O ensaio IMmotion151 comparou o atezolizumab/bevacizumab com o sunitinib [25]. Além disso, foram efectuadas várias análises de biomarcadores, não tendo sido possível demonstrar qualquer correlação entre o PFS e a “carga mutacional tumoral” (TMB). No entanto, foi demonstrado que assinaturas de expressão genética específicas estão associadas a efeitos de tratamento. Por exemplo, a detecção de uma assinatura de angiogénese correlacionada com a resposta ao sunitinibe. Em contraste, uma assinatura em T mostrou um benefício de imunoterapia com atezolizumab [26]. No estudo BIONIKK, um estudo prospectivo randomizado da fase II apresentado na OMPE deste ano, foram investigados diferentes grupos moleculares relativamente à resposta terapêutica às diferentes substâncias terapêuticas.
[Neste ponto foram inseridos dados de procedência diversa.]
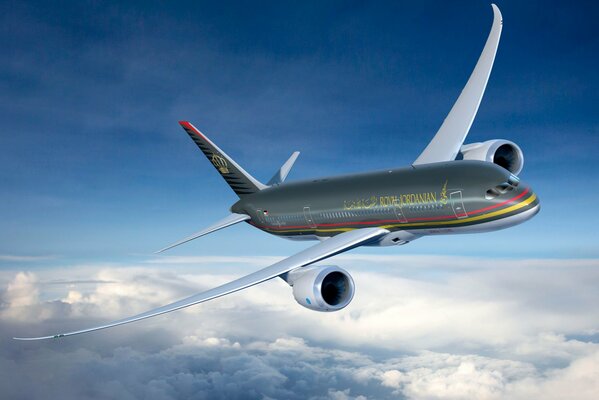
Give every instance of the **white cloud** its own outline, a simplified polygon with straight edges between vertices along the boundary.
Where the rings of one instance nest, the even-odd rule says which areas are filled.
[[[44,381],[52,387],[47,393],[21,387],[29,398],[557,399],[575,388],[585,399],[598,390],[599,345],[592,338],[599,293],[586,289],[599,283],[596,260],[336,261],[358,290],[341,312],[303,309],[274,280],[170,316],[68,338],[58,342],[60,352],[52,342],[34,344],[38,354],[28,351],[32,344],[1,341],[0,367],[11,371],[4,383],[18,388],[45,376],[28,369],[44,357],[61,365],[53,377],[62,386]],[[13,274],[1,293],[2,333],[83,328],[247,271],[196,274],[187,263],[144,264],[61,270],[62,279],[73,278],[64,285],[48,284],[56,282],[54,270]],[[406,272],[410,265],[419,272]],[[68,385],[72,393],[65,394]]]

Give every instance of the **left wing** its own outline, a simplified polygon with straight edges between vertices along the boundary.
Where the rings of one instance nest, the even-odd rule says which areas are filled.
[[[42,336],[42,337],[28,337],[28,338],[14,338],[16,340],[42,340],[42,339],[56,339],[65,336],[78,335],[80,333],[87,333],[97,331],[100,329],[112,328],[113,326],[128,324],[130,322],[139,321],[142,319],[155,317],[156,315],[165,314],[171,311],[179,310],[181,308],[189,307],[194,304],[203,303],[208,300],[215,299],[227,295],[229,293],[237,292],[256,285],[258,283],[267,281],[275,278],[285,272],[289,272],[292,269],[305,267],[306,265],[313,264],[317,261],[324,260],[325,258],[332,257],[336,254],[343,253],[350,249],[362,246],[371,241],[381,238],[382,236],[389,233],[388,230],[383,228],[364,228],[356,229],[353,231],[347,231],[340,233],[337,236],[333,236],[323,242],[320,242],[312,247],[307,248],[289,258],[281,260],[269,267],[256,271],[252,274],[246,275],[242,278],[236,279],[232,282],[225,283],[224,285],[218,286],[214,289],[207,290],[202,293],[195,294],[183,300],[176,301],[166,306],[158,307],[145,313],[134,315],[133,317],[120,319],[118,321],[110,322],[106,325],[100,325],[93,328],[82,329],[80,331],[58,333],[56,335]]]

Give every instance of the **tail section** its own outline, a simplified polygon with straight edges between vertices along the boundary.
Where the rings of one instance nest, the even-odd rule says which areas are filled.
[[[187,121],[179,121],[179,124],[239,197],[256,193],[267,187],[241,168],[195,126]]]

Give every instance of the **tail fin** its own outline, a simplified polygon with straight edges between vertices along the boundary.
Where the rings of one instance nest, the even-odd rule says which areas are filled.
[[[256,193],[267,187],[248,174],[195,126],[187,121],[179,121],[179,124],[239,197]]]

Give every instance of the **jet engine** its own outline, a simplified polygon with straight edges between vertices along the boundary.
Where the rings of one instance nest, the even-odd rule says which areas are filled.
[[[524,153],[516,143],[509,140],[494,139],[465,144],[460,148],[460,155],[464,160],[492,162],[514,175],[518,175],[524,167]]]
[[[283,279],[293,288],[293,297],[314,311],[338,311],[354,297],[354,280],[334,265],[297,268]]]

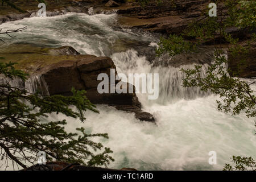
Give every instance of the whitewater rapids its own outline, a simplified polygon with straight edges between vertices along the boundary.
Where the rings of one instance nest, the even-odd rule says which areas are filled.
[[[88,133],[108,133],[109,139],[98,141],[114,151],[112,155],[115,161],[109,166],[113,168],[219,170],[230,162],[232,155],[255,159],[254,119],[245,113],[232,116],[219,112],[216,102],[218,96],[198,89],[184,89],[180,67],[153,67],[150,63],[154,60],[147,60],[139,50],[154,47],[158,36],[119,28],[117,18],[117,14],[70,13],[1,24],[3,30],[28,27],[9,43],[70,46],[82,54],[110,57],[118,73],[159,73],[159,99],[150,101],[146,94],[138,94],[143,110],[154,114],[156,125],[139,121],[133,113],[104,105],[97,105],[100,114],[86,111],[84,123],[61,114],[51,114],[50,119],[67,119],[68,131],[84,127]],[[210,151],[217,153],[216,165],[208,163]]]

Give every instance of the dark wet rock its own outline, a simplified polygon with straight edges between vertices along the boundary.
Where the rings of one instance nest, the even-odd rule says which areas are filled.
[[[110,69],[115,69],[115,75],[117,74],[115,66],[110,58],[93,55],[73,55],[72,58],[72,60],[60,61],[38,69],[38,74],[45,80],[50,95],[71,96],[72,87],[77,90],[84,89],[86,90],[86,97],[94,104],[109,104],[118,110],[134,113],[136,118],[141,121],[155,121],[152,114],[142,111],[134,86],[131,85],[131,93],[119,94],[117,90],[114,93],[98,92],[97,86],[101,81],[97,80],[100,73],[107,74],[109,79]],[[112,85],[109,80],[109,89],[112,86],[115,87],[120,81],[115,81],[114,85]],[[124,85],[126,88],[129,87],[128,83]]]
[[[118,7],[120,5],[117,3],[115,1],[110,0],[105,5],[105,6],[106,7]]]
[[[63,46],[49,51],[49,53],[53,55],[79,55],[80,53],[71,46]]]
[[[68,163],[63,162],[47,162],[46,164],[36,164],[21,171],[137,171],[134,168],[123,168],[121,169],[88,167],[79,163]]]
[[[245,46],[246,43],[241,44]],[[243,78],[256,77],[256,43],[247,53],[228,54],[228,70],[231,76]]]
Isto mostrou uma melhor resposta dos tumores “imuno-elevados” à imunoterapia com nivolumab e dos tumores “angioelevados” à terapia com TKI. Estas investigações moleculares parecem promissoras e estarão provavelmente disponíveis no futuro para ajudar na escolha da terapia.
Para além destes marcadores moleculares do tumor, factores relacionados com o doente, tais como idade, comorbilidades e preferências, são actualmente também tidos em conta na decisão de tratamento.
Mensagens Take-Home
- O padrão terapêutico actual na terapia de primeira linha do carcinoma das células ligeiras metástáticas é o pembrolizumab/auxinibe para todos os grupos de risco e o ipilimumab/nivolumab para doentes com risco intermédio ou desfavorável (IMDC).
- A vigilância activa pode ser realizada em pacientes seleccionados e a monoterapia com um inibidor de tirosina quinase pode ser considerada se o risco for favorável.
- Existem novos dados para nivolumab em combinação com cabozantinibe, embora ainda falte aprovação para tal na Suíça.
- O perfil dos efeitos secundários dos vários medicamentos difere e pode ser decisivo para a escolha da terapia.
- Os estudos sobre assinaturas de expressão genética mostram diferentes respostas terapêuticas e são promissores.